Selon son expérience et ses propres recherches, David Mytton explique que Microsoft occupe la première place du « Top 3 » lorsqu’il s’agit de fournir à des acheteurs informatiques un certain niveau de transparence concernant les habitudes de consommation d’eau de ses datacenters, même si l’entreprise pourrait faire bien plus.
« Microsoft fournit bien une ventilation par source et par région [de sa consommation d’eau] ce qui permet, par exemple, à un utilisateur d’appréhender facilement l’impact environnemental de l’entreprise s’il opte pour Microsoft Azure », explique David Mytton. « Toutefois, si aucun autre fournisseur ne publie ces données, il n’y a rien à comparer. »
Google, enfin, s’est refusé à fournir à nos journalistes des chiffres concernant l’eau consommée par ses datacenters, évoquant l’impossibilité de le faire site par site.
Dans son rapport environnemental de 2020, qui planifie le travail que Google effectue à l’échelle de l’entreprise pour réduire l’impact environnemental, le géant de la recherche fait maintes fois référence à ses efforts pour diminuer la consommation d’eau sur l’ensemble de ses bureaux et datacenters.
« Le recours dès que possible à des options de refroidissement innovantes, notamment l’eau de mer en Finlande, l’eau des canaux industriels en Belgique et l’eau de recyclage des déchets aux États-Unis sur notre site du Comté de Douglas, en Géorgie, sont autant d’exemples de pratiques durables de gestion de l’eau dans nos datacenters », explique le rapport de Google.
« En Irlande, nous optimisons l’usage de l’eau en recourant à un refroidissement par air extérieur.

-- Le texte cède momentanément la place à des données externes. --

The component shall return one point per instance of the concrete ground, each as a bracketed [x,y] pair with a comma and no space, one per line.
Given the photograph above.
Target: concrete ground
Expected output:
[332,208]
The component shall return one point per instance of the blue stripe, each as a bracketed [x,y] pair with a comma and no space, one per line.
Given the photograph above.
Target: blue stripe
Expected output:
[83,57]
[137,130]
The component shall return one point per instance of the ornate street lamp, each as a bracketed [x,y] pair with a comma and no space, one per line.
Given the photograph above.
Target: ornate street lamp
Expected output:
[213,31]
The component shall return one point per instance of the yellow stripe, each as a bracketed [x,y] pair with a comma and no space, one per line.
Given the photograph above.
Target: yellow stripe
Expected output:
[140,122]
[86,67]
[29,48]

Nous recyclons également l’eau plusieurs fois au sein de nos systèmes pour en rentabiliser chaque goutte au maximum. »
Mesurer la consommation d’eau serait « difficile »
Les résultats de l’enquête de 2 020 de l’Uptime Institute sur l’industrie internationale des datacenters montrent en outre à quel point les rapports sur l’usage de l’eau à l’échelle du secteur sont généralement disparates.
Sur les 846 répondants de niveau opérateurs de datacenters, seule une moitié d’entre eux déclare que leurs organisations ont surveillé l’eau consommée par leurs installations et, plus largement, par leurs activités informatiques. « Au cours de la décennie passée, nombre d’opérateurs de datacenters de grande envergure ont intensifié leurs efforts pour économiser l’eau, mais, en général, à l’échelle de l’industrie, les progrès se sont avérés lents », explique le rapport. « Ce n’est que récemment que quelques-uns des plus importants propriétaires de datacenters ont commencé à collecter des données exhaustives sur l’utilisation de l’eau à l’échelle de leurs actifs ; les autres y travaillent encore. »
Cette progression lente s’expliquerait par le fait qu’il est plus difficile pour ces opérateurs de s’attaquer à la manière d’exploiter plus durablement leurs sites du point de vue de la consommation d’eau, explique David Mytton.
« Avec l’énergie, l’objectif consiste à transiter vers des sources renouvelables et à tendre vers une émission de CO2 nulle, voire négative », dit-il. « L’objectif est très simple : vous y êtes parvenu, ou pas. Avec l’eau, l’objectif vers lequel tendre est plus compliqué à appréhender. »
Autre facteur à prendre en compte, d’un point de vue historique : nombre de datacenters ont cherché à diminuer leurs scores PUE en renonçant à des systèmes de refroidissements mécaniques, gourmands en énergie, au profit d’autres qui reposent sur l’évaporation et qui, par voie de conséquence, consomment beaucoup d’eau.
Il est donc possible que certains opérateurs renâclent à publier leurs scores WUE sachant que ces derniers sont susceptibles de révéler que leurs scores PUE ont été atteints par le truchement d’une forte consommation d’eau, explique David Mytton. Mais l’ampleur du problème dépend de plusieurs facteurs.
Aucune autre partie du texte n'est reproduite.